Le rapport de la Banque mondiale signale que le choc est double pour les pays MENA, classés producteurs de pétrole, «pénalisés par l’effondrement des prix et des flambées de la Covid-19». Ceux qui importent du Brut ne sont pas indemnes non plus, indique la BM. Ils «ressentent l’affaiblissement des économies avancées et des grands pays émergents, des perturbations causées par les mesures de riposte à la pandémie», explique-t-elle. Leur activité économique devrait se contracter de 0,8% en 2020, avec la baisse du tourisme et la détérioration des perspectives d’exportation», relève encore l’institution de Bretton Woods.
Pour les pays producteurs et exportateurs de pétrole, la prévision de la baisse d’activité est de 5%, contre une croissance de 2% annoncée en janvier. Leur croissance devrait ralentir en raison des mesures de réduction de la production pétrolière sans compter les faiblesses structurelles de longue date que la crise sanitaire mondiale rend plus graves.
«L’Iran devrait voir son économie se contracter pour la troisième année consécutive (-5,3 % cette année). Dans bon nombre de pays exportateurs de pétrole, les mesures de réduction de la production pétrolière vont considérablement freiner la croissance. Dans les pays membres du Conseil de coopération du Golfe (CCG) (- 4,1 %), les faibles cours du pétrole et l’incertitude liée au coronavirus pèseront lourdement sur les secteurs non pétroliers. L’Algérie (- 6,4 %) et l’Iraq (-9,7 %) sont toujours aux prises avec les conséquences de la baisse des cours du pétrole et des vulnérabilités structurelles», lit-on dans la note de synthèse du rapport.

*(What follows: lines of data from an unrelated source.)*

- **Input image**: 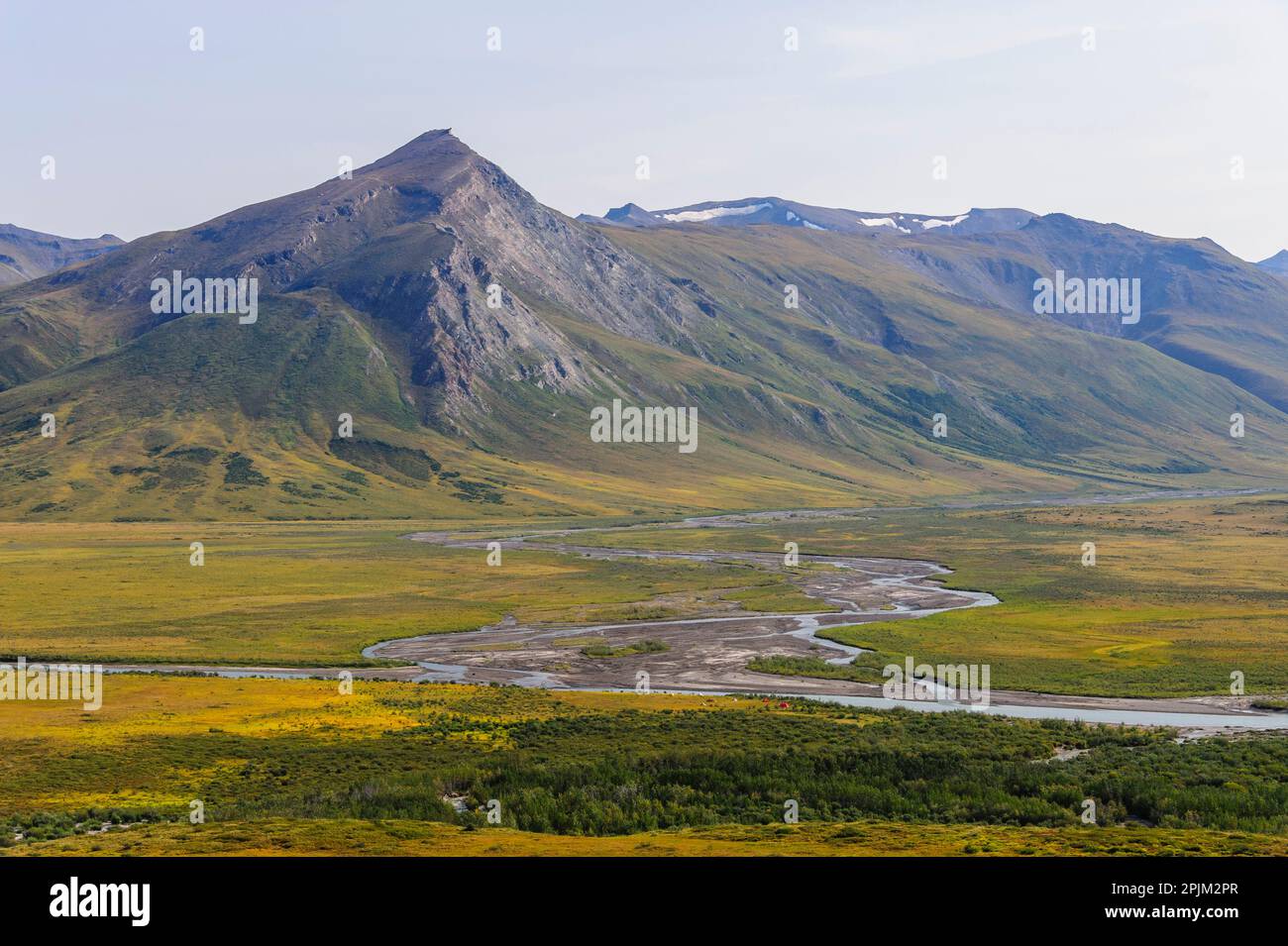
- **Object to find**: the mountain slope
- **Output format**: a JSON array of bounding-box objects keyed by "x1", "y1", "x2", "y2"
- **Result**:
[
  {"x1": 0, "y1": 224, "x2": 123, "y2": 287},
  {"x1": 577, "y1": 197, "x2": 1035, "y2": 236},
  {"x1": 0, "y1": 132, "x2": 1288, "y2": 519}
]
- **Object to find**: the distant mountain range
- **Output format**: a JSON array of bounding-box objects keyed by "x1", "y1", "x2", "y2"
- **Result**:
[
  {"x1": 577, "y1": 197, "x2": 1037, "y2": 236},
  {"x1": 0, "y1": 224, "x2": 123, "y2": 285},
  {"x1": 0, "y1": 132, "x2": 1288, "y2": 519}
]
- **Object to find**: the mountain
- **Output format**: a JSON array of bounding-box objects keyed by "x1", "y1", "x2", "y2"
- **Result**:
[
  {"x1": 0, "y1": 130, "x2": 1288, "y2": 520},
  {"x1": 577, "y1": 197, "x2": 1035, "y2": 236},
  {"x1": 1257, "y1": 250, "x2": 1288, "y2": 275},
  {"x1": 0, "y1": 224, "x2": 121, "y2": 285}
]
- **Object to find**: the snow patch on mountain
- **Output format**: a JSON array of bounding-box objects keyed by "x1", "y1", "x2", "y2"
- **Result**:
[{"x1": 662, "y1": 203, "x2": 769, "y2": 224}]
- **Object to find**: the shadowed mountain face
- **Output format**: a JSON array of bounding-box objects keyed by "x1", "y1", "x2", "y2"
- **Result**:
[
  {"x1": 1257, "y1": 250, "x2": 1288, "y2": 275},
  {"x1": 0, "y1": 224, "x2": 121, "y2": 285},
  {"x1": 0, "y1": 132, "x2": 1288, "y2": 519}
]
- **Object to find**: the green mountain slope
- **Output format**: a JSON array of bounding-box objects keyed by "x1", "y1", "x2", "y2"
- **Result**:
[{"x1": 0, "y1": 132, "x2": 1288, "y2": 520}]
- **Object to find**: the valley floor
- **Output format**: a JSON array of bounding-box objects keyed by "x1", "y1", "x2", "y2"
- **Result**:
[{"x1": 0, "y1": 495, "x2": 1288, "y2": 855}]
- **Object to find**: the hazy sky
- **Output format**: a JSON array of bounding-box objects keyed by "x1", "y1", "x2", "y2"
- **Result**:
[{"x1": 0, "y1": 0, "x2": 1288, "y2": 259}]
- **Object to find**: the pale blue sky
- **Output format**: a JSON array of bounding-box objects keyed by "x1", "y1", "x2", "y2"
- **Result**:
[{"x1": 0, "y1": 0, "x2": 1288, "y2": 259}]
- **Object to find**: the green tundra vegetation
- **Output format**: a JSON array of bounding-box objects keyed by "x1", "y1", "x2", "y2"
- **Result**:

Le document s’inquiète du niveau élevé de la dette publique, autre obstacle à la croissance des pays pétroliers de la région. Il prévient également que «l’investissement devrait rester atone dans le climat d’incertitude qui règne au niveau mondial et national, tandis que la consommation sera limitée par les mesures de riposte à la pandémie».

Choc mondial
Pour rappel, le rapport de la BM rappelle que la pandémie a produit «une violente onde de choc à travers le monde, plongeant de nombreux pays dans une profonde récession». Dans son scénario de base, le PIB mondial diminuera de 5,2% en 2020, ce qui représente la plus grave récession planétaire depuis des décennies. Le revenu par habitant diminuera cette année dans la plupart des marchés émergents et des économies en développement. Ce qui rend urgent la nécessité de prendre des mesures pour amortir le choc, protéger les populations vulnérables et améliorer la capacité des pays de faire face à d’éventuelles crises similaires à l’avenir. L’activité économique dans les économies avancées devrait décliner de 7 % en 2020, sous l’effet des graves perturbations qui ont frappé l’offre et la demande intérieures, ainsi que les échanges et la finance. Le groupe des économies de marché émergentes et en développement devrait connaître sa première contraction en soixante ans, avec une baisse globale de son PIB de 2,5%. Les prévisions font état d’une diminution de 3,6 % des revenus par habitant, ce qui fera basculer des millions de personnes dans l’extrême pauvreté cette année.
Le même scénario de base prévoit selon une prévision optimiste un rebond mondial à 4,2 % en 2021, avec un taux de croissance de 3,9 % dans les économies avancées et de 4,6 % dans les économies de marché émergentes et en développement. Ce scénario table sur un reflux de la pandémie suffisant pour permettre la levée des restrictions nationales d’ici le milieu de l’année dans les premières et un peu plus tard dans les secondes, sur un amenuisement de ses répercussions négatives dans le monde dans la deuxième moitié de l’année, ainsi que sur un rétablissement rapide des marchés financiers.